Ogni martedì implacabile per tutta la stagione, tornano i cugini dall’Argentina per stringersi in abbracci strazianti mentre l’immaginifica Raffa dimostra come si possa regnare con soavità su qualunque tipo di trono.
Come scriveva la sublime penna di Pirella: «Sono le ore più umide di tutto il palinsesto. Le telenovelas lacrimose di Retequattro sono, al confronto, un esempio di racconto aspro e minimale. Qui ogni abbraccio tra parenti, scossi dai singhiozzi, ci rammenta che le guance sono due e su ciascuna va stampato un bacio». Ma forse il fatto che la televisione abbia deciso di omaggiare l’inimitabile Carrà con la riproposizione dello show diventato fenomeno non è stata esattamente un’ideona.

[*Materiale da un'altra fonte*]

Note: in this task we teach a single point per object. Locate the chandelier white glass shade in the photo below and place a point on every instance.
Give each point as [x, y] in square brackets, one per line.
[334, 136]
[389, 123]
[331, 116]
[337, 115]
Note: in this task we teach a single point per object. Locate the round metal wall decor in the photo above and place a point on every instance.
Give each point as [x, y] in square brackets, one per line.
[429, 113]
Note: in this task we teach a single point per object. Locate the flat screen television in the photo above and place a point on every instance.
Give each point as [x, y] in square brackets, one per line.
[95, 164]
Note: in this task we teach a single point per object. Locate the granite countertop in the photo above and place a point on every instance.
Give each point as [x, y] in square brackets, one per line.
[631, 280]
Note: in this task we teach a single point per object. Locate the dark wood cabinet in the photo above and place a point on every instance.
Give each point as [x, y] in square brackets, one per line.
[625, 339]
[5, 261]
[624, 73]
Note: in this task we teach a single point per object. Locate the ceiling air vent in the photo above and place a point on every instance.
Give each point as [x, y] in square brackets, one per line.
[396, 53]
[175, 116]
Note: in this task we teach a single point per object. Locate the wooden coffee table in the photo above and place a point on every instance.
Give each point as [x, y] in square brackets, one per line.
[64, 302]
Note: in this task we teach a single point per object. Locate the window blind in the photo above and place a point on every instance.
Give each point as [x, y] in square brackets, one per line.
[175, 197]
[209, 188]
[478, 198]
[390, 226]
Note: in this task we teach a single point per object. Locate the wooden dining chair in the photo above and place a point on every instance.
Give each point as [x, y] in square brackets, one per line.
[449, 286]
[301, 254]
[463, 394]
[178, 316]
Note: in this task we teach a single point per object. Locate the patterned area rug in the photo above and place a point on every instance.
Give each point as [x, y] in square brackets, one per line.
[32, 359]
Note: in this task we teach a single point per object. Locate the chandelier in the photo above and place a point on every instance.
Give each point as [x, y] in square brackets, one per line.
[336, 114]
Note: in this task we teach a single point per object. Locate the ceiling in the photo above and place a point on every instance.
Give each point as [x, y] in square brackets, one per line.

Da una parte, la ricchezza produttiva, una cornucopia di mezzi e maestranze, ballerine e costumi, “ganchi” e ospiti internazionali senza tema di confini, fanno apparire qualunque varietà contemporaneo una sorta di intrattenimento da dopolavoro. Dall’altra, al di là dello sfarzo e dei pois di Raffaella vestita da spagnola, viene fuori, nella seconda visione, una capacità di scrittura in cui ogni virgola aveva il suo vero perché. Anche nel discutibilissimo raggiungimento del fine ultimo, ovvero quello del pianto a dirotto. Una cura maniacale del copione, della scelta degli ospiti, del modo in cui gli intervistati interagivano col pubblico, e il pubblico con la Carrà e la regia su tutti, neanche fossimo stati in prima serata su Rai Uno.
Per cui l’effetto di inadeguatezza, che già si prova puntuale con “Techetechetè”, viene vissuto due volte, altro che Hitchcock. Al punto che viene da chiedersi: non varrebbe la pena ogni tanto investire sul futuro? Questo sì che farebbe un bell’effetto sorpresa, altro che Carramba.